A ce compte-là, il faudrait aussi que je fasse preuve d’équité, et que je vous offre ce faux miroitement à toutes.

– Monsieur est un prédateur élégant, qui fait des manières. Tu nous as toutes à ta main, et tu ne fais rien, alors que tu n’aurais qu’à dire un mot ! UN mot !

– Mon mot, c’est : non. Et vous, est-ce que vous vous demandez ce que j’attends, ce que j’espère ? En partageant mon temps, mes pensées, mes ambitions, mes colères et mes tristesses, je me donne infiniment. Et vous, et toi, il faudrait surtout que je vous donne une vulgaire passe, une fois, qui prétendument nous libèrerait, vous, toi, moi, nous, nous tous. C’est absurde ! Vous ne voyez que votre besoin, quand le mien s’exprime haut et fort : amitié. Mais non, il vous faut l’étreinte, et la tendresse, et le sexe au plus profond de vos attentes. Alors que la profondeur, on se la procure déjà mutuellement, en se livrant en mots et en pensées.

– J’aimerais bien t’y voir, à notre place. Je doute que ce serait si facile, alors, de prendre ta posture et dire « ces miettes me suffisent ».

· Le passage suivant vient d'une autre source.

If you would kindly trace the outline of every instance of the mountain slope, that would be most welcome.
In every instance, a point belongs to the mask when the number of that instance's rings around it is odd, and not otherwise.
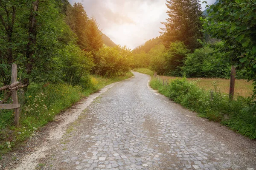
[[[218,3],[219,2],[219,0],[216,0],[216,1],[214,3],[214,4],[213,4],[212,5],[216,5],[216,4]],[[205,17],[207,17],[208,16],[208,14],[207,13],[207,10],[209,9],[209,8],[207,8],[207,9],[206,9],[204,11],[203,11],[203,14],[202,14],[202,15],[204,16]]]
[[[102,32],[101,32],[101,33],[102,34],[103,42],[106,45],[111,47],[114,47],[116,45],[105,34]]]

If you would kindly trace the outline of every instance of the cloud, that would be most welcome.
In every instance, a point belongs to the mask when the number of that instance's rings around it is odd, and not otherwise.
[[[213,3],[215,0],[207,0]],[[168,16],[166,0],[70,0],[82,3],[100,29],[116,44],[131,49],[160,35]],[[202,8],[204,9],[202,6]]]

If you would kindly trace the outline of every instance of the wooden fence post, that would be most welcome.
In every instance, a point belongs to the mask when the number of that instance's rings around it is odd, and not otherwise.
[[[15,64],[12,65],[12,84],[14,83],[17,80],[17,65]],[[17,95],[17,89],[12,91],[12,103],[14,104],[18,104],[18,95]],[[19,108],[14,109],[14,124],[16,126],[19,125],[20,121],[20,113]]]
[[[210,100],[213,100],[213,91],[212,90],[210,91]]]
[[[230,100],[234,99],[235,92],[235,80],[236,80],[236,67],[232,65],[231,68],[231,75],[230,76],[230,88],[229,97]]]

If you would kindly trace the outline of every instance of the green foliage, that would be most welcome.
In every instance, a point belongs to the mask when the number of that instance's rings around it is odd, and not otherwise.
[[[101,35],[102,38],[102,41],[105,45],[109,47],[115,47],[116,45],[105,34],[101,31]]]
[[[162,23],[165,28],[161,28],[163,41],[168,48],[171,42],[180,41],[193,51],[200,47],[197,40],[202,37],[200,31],[201,24],[201,5],[198,0],[166,0],[169,17]]]
[[[143,45],[136,47],[133,50],[133,52],[134,54],[143,52],[147,53],[155,46],[160,45],[162,43],[162,36],[160,36],[149,40],[147,41]]]
[[[138,72],[139,73],[143,73],[143,74],[149,75],[150,76],[153,76],[154,75],[154,72],[152,71],[148,68],[135,68],[134,69],[134,71]]]
[[[148,53],[151,61],[150,65],[151,70],[157,72],[160,75],[165,74],[166,72],[166,60],[167,55],[166,50],[162,44],[152,48]]]
[[[87,36],[88,39],[87,50],[97,51],[103,45],[101,31],[99,29],[99,24],[93,17],[89,20]]]
[[[84,96],[97,92],[107,85],[133,76],[132,73],[128,72],[124,76],[110,78],[90,76],[86,89],[80,86],[66,84],[44,85],[32,83],[26,93],[19,91],[19,100],[22,106],[19,127],[13,125],[13,110],[1,110],[0,112],[0,157],[34,135],[40,128],[53,121],[55,115]],[[0,99],[3,96],[3,94],[0,93]],[[9,142],[10,142],[9,144]],[[9,145],[10,147],[8,147]]]
[[[108,77],[125,75],[133,64],[132,54],[125,47],[105,46],[95,53],[95,70],[101,75]]]
[[[209,6],[209,17],[201,18],[204,31],[221,39],[220,50],[227,53],[226,60],[239,69],[251,73],[256,94],[256,2],[254,0],[220,0]],[[207,7],[209,7],[208,6]]]
[[[75,3],[67,7],[66,22],[78,38],[78,44],[81,49],[87,47],[87,28],[89,18],[81,3]]]
[[[214,51],[205,46],[189,54],[182,68],[183,74],[188,77],[229,78],[231,66],[221,63],[224,54]]]
[[[168,75],[181,76],[181,68],[189,51],[182,42],[176,41],[171,43],[166,56],[166,69]]]
[[[89,80],[89,71],[93,65],[91,54],[71,44],[61,50],[61,58],[58,60],[63,80],[73,85],[86,88]]]
[[[198,116],[220,122],[252,139],[256,139],[256,112],[250,98],[239,97],[230,101],[228,95],[217,87],[205,91],[186,79],[172,81],[168,86],[153,79],[151,86],[174,102],[198,113]]]
[[[145,52],[134,54],[133,58],[134,61],[133,65],[134,68],[147,68],[149,67],[151,59],[148,54]]]

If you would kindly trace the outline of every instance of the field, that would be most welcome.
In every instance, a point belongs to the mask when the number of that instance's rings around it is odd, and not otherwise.
[[[161,79],[167,79],[169,82],[176,79],[182,79],[180,77],[161,76]],[[229,93],[230,80],[228,79],[221,78],[187,78],[190,82],[195,82],[200,88],[206,90],[215,89],[215,86],[221,92]],[[244,79],[236,79],[235,87],[235,97],[241,96],[247,97],[252,95],[253,86],[252,81],[248,82]]]

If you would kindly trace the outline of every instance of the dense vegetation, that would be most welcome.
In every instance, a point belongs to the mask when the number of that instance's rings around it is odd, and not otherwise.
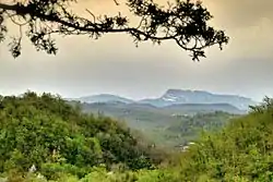
[[[74,105],[74,101],[70,101]],[[185,145],[195,139],[202,130],[223,128],[238,114],[214,110],[191,110],[185,107],[157,108],[151,105],[122,102],[82,104],[84,112],[104,114],[124,121],[131,129],[141,131],[143,136],[162,147]],[[221,106],[221,105],[219,105]]]
[[[81,113],[47,94],[2,97],[0,170],[10,182],[272,181],[272,116],[266,98],[159,166],[152,148],[114,120]],[[32,165],[36,172],[27,172]]]
[[[83,177],[100,165],[153,168],[149,145],[129,129],[84,114],[59,97],[28,92],[1,97],[0,107],[0,172],[25,172],[35,165],[51,178],[57,171]]]

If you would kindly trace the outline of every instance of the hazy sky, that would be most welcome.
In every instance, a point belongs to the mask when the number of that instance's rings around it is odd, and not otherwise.
[[[78,9],[124,11],[112,0],[92,2],[95,5],[85,0]],[[210,49],[201,62],[192,62],[188,52],[171,41],[161,47],[145,43],[135,48],[131,38],[123,35],[99,40],[58,38],[60,50],[56,57],[36,52],[24,43],[23,54],[16,60],[4,43],[0,45],[0,94],[31,89],[64,97],[109,93],[139,99],[161,96],[168,88],[182,88],[254,99],[273,96],[273,1],[203,2],[215,16],[213,24],[226,29],[232,39],[223,51]]]

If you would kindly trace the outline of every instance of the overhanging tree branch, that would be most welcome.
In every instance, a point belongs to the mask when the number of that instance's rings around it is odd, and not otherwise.
[[[190,51],[193,60],[205,57],[206,47],[218,45],[222,49],[228,43],[223,31],[215,31],[207,25],[212,15],[200,2],[178,0],[175,5],[169,4],[168,9],[163,9],[153,1],[128,0],[130,11],[140,17],[136,27],[131,27],[128,17],[120,13],[116,16],[97,17],[87,10],[92,20],[78,16],[68,11],[68,2],[69,0],[29,0],[25,3],[0,3],[0,40],[7,34],[7,21],[12,20],[20,28],[26,26],[26,35],[37,50],[45,50],[47,53],[57,52],[50,36],[56,33],[88,35],[92,38],[109,33],[127,33],[136,45],[147,40],[154,44],[174,40],[181,49]],[[14,22],[14,16],[23,23]],[[191,43],[194,43],[193,46]],[[13,39],[11,51],[13,57],[21,54],[21,37]]]

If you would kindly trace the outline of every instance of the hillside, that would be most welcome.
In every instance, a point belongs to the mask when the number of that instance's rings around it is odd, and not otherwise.
[[[82,104],[81,106],[84,112],[99,113],[123,121],[131,129],[141,131],[147,139],[156,145],[168,147],[197,138],[199,130],[202,130],[203,125],[209,126],[212,123],[211,120],[214,121],[213,118],[216,118],[216,122],[218,122],[213,125],[221,128],[230,118],[245,113],[227,104],[174,105],[163,108],[135,102]],[[198,122],[202,113],[203,125]],[[178,129],[182,126],[182,130],[168,130],[174,126]],[[188,133],[182,133],[182,131],[188,131]]]
[[[0,173],[35,165],[50,179],[59,172],[83,177],[102,165],[138,170],[161,160],[120,122],[84,114],[50,94],[1,97],[0,107]]]

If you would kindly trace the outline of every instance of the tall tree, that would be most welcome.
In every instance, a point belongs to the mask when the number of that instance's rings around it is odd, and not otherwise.
[[[116,5],[119,3],[114,0]],[[19,27],[20,36],[12,38],[10,50],[14,58],[21,54],[23,27],[37,50],[57,53],[52,34],[87,35],[99,38],[105,34],[129,34],[138,45],[151,40],[161,44],[174,40],[181,49],[189,51],[193,60],[205,57],[205,48],[218,45],[222,49],[228,43],[224,31],[207,25],[213,17],[200,1],[176,0],[162,8],[153,0],[127,0],[130,12],[139,17],[132,26],[129,17],[117,13],[115,16],[98,16],[90,13],[86,19],[68,10],[75,0],[8,0],[0,2],[0,43],[9,35],[8,22]],[[114,3],[114,5],[115,5]]]

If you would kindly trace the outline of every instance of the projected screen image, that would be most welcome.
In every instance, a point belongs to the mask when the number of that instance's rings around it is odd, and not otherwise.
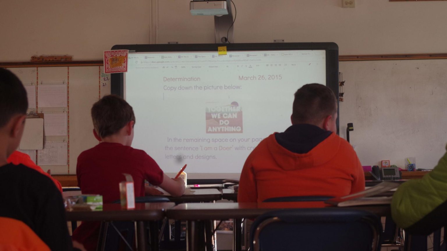
[[[296,90],[326,84],[326,60],[324,50],[130,53],[132,146],[168,174],[187,164],[188,179],[238,179],[257,144],[291,125]]]

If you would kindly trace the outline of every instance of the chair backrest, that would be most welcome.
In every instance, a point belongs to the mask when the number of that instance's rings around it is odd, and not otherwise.
[[[0,217],[0,250],[50,251],[50,248],[23,222]]]
[[[135,236],[135,223],[133,222],[103,222],[97,250],[131,251],[134,248]]]
[[[295,201],[324,201],[333,197],[332,196],[289,196],[274,197],[264,200],[264,202],[285,202]]]
[[[378,251],[382,225],[368,212],[344,208],[270,212],[255,220],[251,250]]]
[[[143,196],[142,197],[135,197],[135,203],[148,203],[150,202],[169,202],[170,201],[169,198],[164,196]],[[121,203],[119,200],[112,202],[114,204],[119,204]]]

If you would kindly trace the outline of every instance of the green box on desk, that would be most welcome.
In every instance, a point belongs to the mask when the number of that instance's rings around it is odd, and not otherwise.
[[[99,194],[81,194],[79,196],[82,198],[84,204],[96,205],[95,210],[102,209],[102,196]]]

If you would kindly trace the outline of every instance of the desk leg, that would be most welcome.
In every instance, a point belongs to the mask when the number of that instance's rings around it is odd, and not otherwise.
[[[205,243],[207,251],[216,251],[216,233],[213,232],[215,227],[215,221],[204,221]]]
[[[156,222],[152,221],[149,222],[149,230],[151,236],[151,251],[158,251],[159,249],[158,224]]]
[[[146,251],[144,222],[142,221],[137,222],[137,245],[139,251]]]
[[[186,251],[198,250],[197,242],[196,240],[196,222],[194,221],[186,222]]]
[[[241,239],[242,239],[242,228],[241,227],[242,221],[240,219],[233,219],[233,251],[241,251],[242,249]]]

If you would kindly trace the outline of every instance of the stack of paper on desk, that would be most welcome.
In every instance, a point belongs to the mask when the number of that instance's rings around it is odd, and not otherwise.
[[[394,182],[382,182],[371,188],[343,197],[333,198],[325,203],[337,206],[391,204],[392,197],[371,197],[395,188],[400,184]]]

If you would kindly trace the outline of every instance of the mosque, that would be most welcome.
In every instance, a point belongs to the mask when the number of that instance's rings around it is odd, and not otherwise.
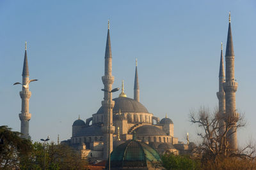
[[[134,133],[138,141],[148,144],[158,153],[163,153],[166,150],[170,150],[179,154],[188,150],[189,145],[179,142],[178,138],[175,137],[173,121],[167,115],[160,120],[140,102],[137,60],[133,99],[128,97],[125,94],[123,81],[119,97],[111,99],[111,92],[109,92],[112,90],[114,81],[111,62],[109,25],[105,53],[105,74],[102,76],[106,90],[104,92],[104,100],[102,101],[102,106],[85,121],[79,117],[74,121],[71,139],[61,143],[77,148],[81,152],[82,158],[95,160],[107,159],[109,149],[112,152],[120,145],[132,139]],[[110,119],[108,117],[109,112]],[[109,120],[111,131],[108,128]],[[109,132],[111,139],[108,139]],[[110,147],[108,148],[109,141]]]
[[[22,90],[20,92],[22,99],[22,110],[19,114],[21,122],[20,132],[22,138],[30,139],[29,121],[31,114],[29,111],[29,100],[31,93],[29,90],[29,85],[30,82],[37,81],[37,80],[29,80],[26,50],[26,45],[22,83],[17,82],[13,85],[22,85]],[[238,118],[239,114],[236,110],[236,92],[237,89],[237,83],[234,78],[235,58],[231,32],[230,15],[229,15],[225,54],[226,71],[224,68],[222,50],[221,44],[219,92],[217,92],[219,100],[218,114],[223,118],[227,116]],[[136,161],[140,160],[138,162],[141,165],[141,167],[148,166],[149,163],[147,162],[148,160],[151,160],[152,162],[159,161],[158,154],[163,153],[167,150],[175,154],[190,153],[195,144],[192,142],[189,143],[188,136],[187,144],[179,141],[178,138],[174,136],[173,121],[168,118],[167,115],[160,120],[159,118],[154,116],[153,113],[148,111],[140,102],[137,60],[133,99],[127,97],[125,94],[124,81],[118,97],[112,99],[112,93],[118,89],[112,89],[115,78],[112,75],[109,22],[104,59],[104,75],[102,76],[104,85],[104,89],[102,89],[104,100],[101,101],[102,106],[95,113],[92,114],[91,117],[85,120],[85,122],[79,117],[74,121],[72,125],[71,138],[61,141],[61,143],[68,144],[76,148],[81,154],[81,159],[95,160],[107,160],[109,153],[111,153],[114,148],[112,155],[115,159],[113,159],[112,157],[111,160],[116,166],[116,169],[120,169],[118,167],[120,161],[123,161],[122,165],[127,164],[128,167],[131,167]],[[226,120],[221,118],[219,121],[221,127],[225,127]],[[236,124],[236,122],[234,124]],[[236,150],[237,141],[236,129],[233,127],[228,132],[230,148]],[[136,136],[136,140],[132,139],[134,134]],[[130,150],[132,152],[129,152]],[[134,155],[134,153],[137,154]],[[133,156],[131,157],[131,155]],[[120,157],[123,159],[120,159]],[[137,159],[135,162],[131,160],[131,161],[124,162],[124,159],[129,159],[129,158]],[[136,164],[138,165],[138,164]],[[138,169],[136,168],[136,169]]]

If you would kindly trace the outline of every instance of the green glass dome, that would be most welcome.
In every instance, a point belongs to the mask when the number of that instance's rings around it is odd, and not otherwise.
[[[155,167],[161,162],[157,152],[147,144],[129,140],[121,144],[111,155],[111,167]],[[107,166],[108,167],[108,166]]]

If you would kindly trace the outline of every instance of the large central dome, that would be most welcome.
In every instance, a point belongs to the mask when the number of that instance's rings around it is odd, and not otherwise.
[[[148,113],[147,108],[141,103],[132,99],[119,97],[113,99],[115,101],[115,106],[113,113],[119,113],[120,110],[122,113]],[[101,106],[97,113],[103,113],[103,108]]]

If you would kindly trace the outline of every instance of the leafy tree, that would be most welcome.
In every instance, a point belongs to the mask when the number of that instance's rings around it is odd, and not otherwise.
[[[44,145],[35,142],[33,152],[24,157],[20,163],[21,169],[43,169],[44,167]],[[81,160],[77,152],[66,145],[45,145],[45,167],[47,169],[85,169],[87,162]]]
[[[199,160],[192,159],[189,155],[175,155],[166,152],[162,157],[163,166],[167,170],[200,169]]]
[[[8,126],[0,126],[0,167],[18,167],[21,155],[27,155],[32,150],[29,140],[20,137],[20,133],[12,131]]]

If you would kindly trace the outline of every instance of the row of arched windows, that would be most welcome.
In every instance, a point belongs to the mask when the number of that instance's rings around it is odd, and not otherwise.
[[[143,142],[159,142],[159,143],[172,143],[170,137],[142,137],[142,141]]]
[[[77,143],[82,142],[83,143],[88,143],[88,142],[93,142],[93,141],[102,141],[103,138],[102,137],[77,137],[77,138],[73,138],[72,142],[73,143]]]

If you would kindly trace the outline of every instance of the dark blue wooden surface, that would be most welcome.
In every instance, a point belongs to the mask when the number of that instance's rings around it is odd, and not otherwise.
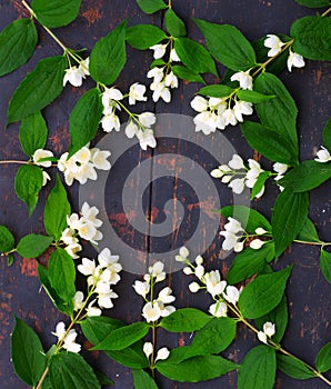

– Fais attention. Parler de miettes pour évaluer ce que nous partageons, ce que je donne de moi… Tu en viendrais presque à avoir du mépris.

– C’est toi qui nous méprises !

– Parce que je ne frôle pas vos cuisses ?! Non mais, dans l’époque que nous vivons, c’est quand même extraordinaire d’entendre des choses pareilles !

– Un jour, tu laisseras quelqu’un entrer dans ta vie…

– C’est un dialogue de sourds…

– Il suffirait que tu nous dises si peu… Tout changerait.

– Eh bien d’accord ! Je te le dis, je vous le dis à toutes : allons-y ! Je te laisse le choix du jour, de l’heure. Par contre, charge à toi de prévenir toutes les autres innombrables prétendantes qui composent mon harem. Pour l’aspect pratique, on verra bien sur le moment ! Même si j’ai bien peur que vous ne soyez vite très déçues.

– Oui, tu as peur… Et maintenant, tu deviens cynique.

– Le cynisme, ce serait de donner à croire que j’offre ce qu’il veut à quelqu’un, alors que je n’attends que ma propre satisfaction. Réattribue-le, ton cynisme, il ne colle pas à mon rôle.